Si la brutal frenada de la economía global por el efecto de la pandemia de coronavirus no se puede controlar y se expande con un efecto dominó, el mundo podría ser arrastrado a un ajuste sin precedentes desde la depresión de 1930.
No solo por la magnitud y velocidad de los eventos, sino también porque coincide con los mercados financieros que estaban inmersos en otra exuberancia irracional, fogoneada por el exceso de liquidez y tasas de interés mínimas, pero que esta vez no impacta en el mercado inmobiliario, como en la crisis de 2008, sino en las empresas.
En los Estados Unidos, a fines de 2019 el endeudamiento de las empresas rompía el récord del 75% del PBI, mientras que el índice de capitalización bursátil respecto al PBI también alcanzaba el récord histórico del 151%.

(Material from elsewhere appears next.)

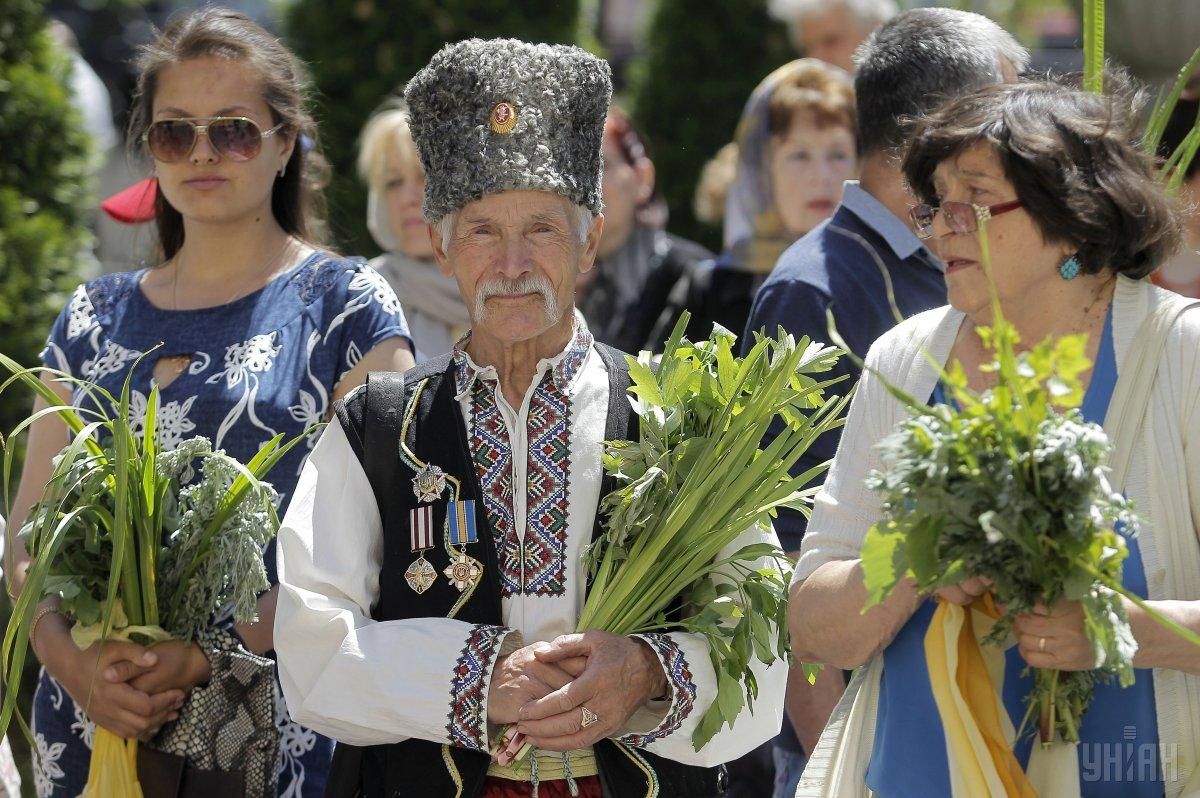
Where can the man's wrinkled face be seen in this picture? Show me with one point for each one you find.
(516, 256)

Pero la pandemia ya deja de ser un cisne negro para convertirse en un dardo envenenado para la economía global, cuyo alcance y profundidad son todavía inciertos.

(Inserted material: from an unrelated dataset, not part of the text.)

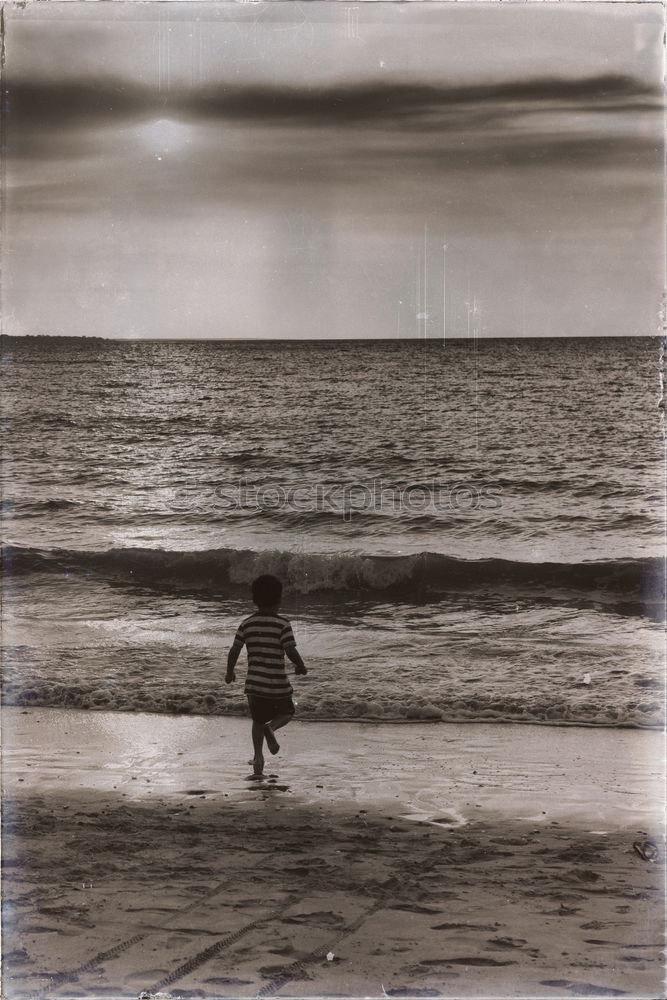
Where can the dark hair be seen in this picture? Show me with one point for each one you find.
(266, 591)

Con el mundo virtualmente parado, el primero en sufrirlo es el turismo (hoteles, aerolíneas, cruceros), un sector que representa el 10% del producto bruto global, pero que también impacta a restaurantes, entretenimiento o automotrices.
Solo por nombrar algunas firmas, American Airlines, Cirque du Soleil, o Ford -esta última cayendo a categoría de bono basura-, sufren de estrés financiero.

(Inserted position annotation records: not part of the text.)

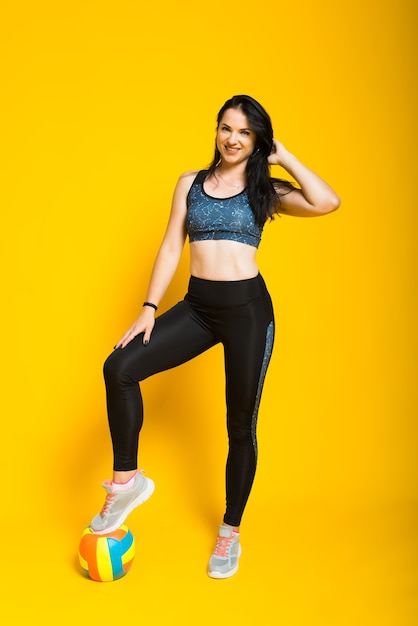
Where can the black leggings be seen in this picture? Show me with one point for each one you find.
(238, 314)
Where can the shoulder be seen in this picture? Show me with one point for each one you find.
(185, 182)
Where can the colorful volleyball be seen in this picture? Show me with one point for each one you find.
(107, 557)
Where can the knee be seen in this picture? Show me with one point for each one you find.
(240, 432)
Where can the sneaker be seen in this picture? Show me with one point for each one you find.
(224, 560)
(119, 504)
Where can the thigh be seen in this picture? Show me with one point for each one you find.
(248, 347)
(177, 337)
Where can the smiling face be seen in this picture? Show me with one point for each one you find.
(234, 138)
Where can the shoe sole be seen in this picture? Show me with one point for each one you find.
(142, 497)
(220, 575)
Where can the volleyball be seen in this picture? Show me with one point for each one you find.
(107, 557)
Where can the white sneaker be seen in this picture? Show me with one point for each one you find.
(119, 504)
(224, 560)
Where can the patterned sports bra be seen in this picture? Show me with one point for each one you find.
(220, 218)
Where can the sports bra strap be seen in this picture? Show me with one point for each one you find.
(200, 177)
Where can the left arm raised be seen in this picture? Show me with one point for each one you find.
(315, 197)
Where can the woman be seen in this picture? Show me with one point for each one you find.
(223, 211)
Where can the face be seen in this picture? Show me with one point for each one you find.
(234, 138)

También empresas del sector energético, sobre todo en petróleo no convencional, por la caída en más del 50% en el precio del crudo, que hace inviable el negocio a muchas empresas del sector, incluyendo a las de Vaca Muerta.
Además, millones de personas perderán su empleo y no podrán pagar sus hipotecas o tarjetas de crédito, impactando también en el sistema financiero, que anticipa un tsunami de defaults, sobre todo corporativos.
Con este panorama, así como el distanciamiento social minimiza los contagios entre personas, los ministerios de finanzas y bancos centrales de diferentes países lanzan paquetes de medidas sin precedentes buscando mitigar el efecto en cadena del cierre masivo de empresas, un aumento abrupto del desempleo y la inestabilidad social.
No todos los países enfrentan la pandemia de la misma manera ni tienen los mismos recursos financieros para paliar la economía.
Corea del Sur o Israel, por ejemplo, que aplicaron un control epidemiológico efectivo, cuentan además con finanzas sanas que les permitirían inyectar recursos para estimular su economía, si fuese necesario.
Otros, como Brasil, a pesar de contar con menores recursos financieros y más de diez millones de personas viviendo en favelas, optó por su economía, teniendo en cuenta sus cincuenta y cinco millones de habitantes que viven en la pobreza y el día a día.
La Argentina priorizó el aspecto sanitario, asumiendo el riesgo de que se profundice la recesión, de no poder controlar la pandemia por el hacinamiento en barrios carenciados y a que sin superávit fiscal, acceso al endeudamiento ni reservas suficientes, solo le quede la emisión monetaria para mantener a flote a pymes, comercios y sobre todo, al segmento más vulnerable de la población.
En este combo de mayores gastos y caída de ingresos fiscales, las presiones por recursos que tendrá el gobierno serán enormes, pudiendo caer en la tentación (y error) de exigirle aún más al complejo agroalimentario.
Si bien el gremialismo rural no tiene el peso de sus pares de Brasil, Australia o Estados Unidos, ni el lobby de los laboratorios, de los petroleros, o incluso del líder de los camioneros, la verdadera fuerza de los productores surge de sus bases y autoconvocados, ya en máxima alerta por una situación financiera ajustada y una presión fiscal insoportable.
Pero así como políticos, científicos, académicos y tantos otros dejan sus diferencias de lado y se concentran en trabajar en forma coordinada para combatir la pandemia, podríamos aprovechar la mayor conciencia social que nos impone esta crisis para generar nuevos liderazgos que diseñen e implementen una política agroindustrial que nos saque a flote.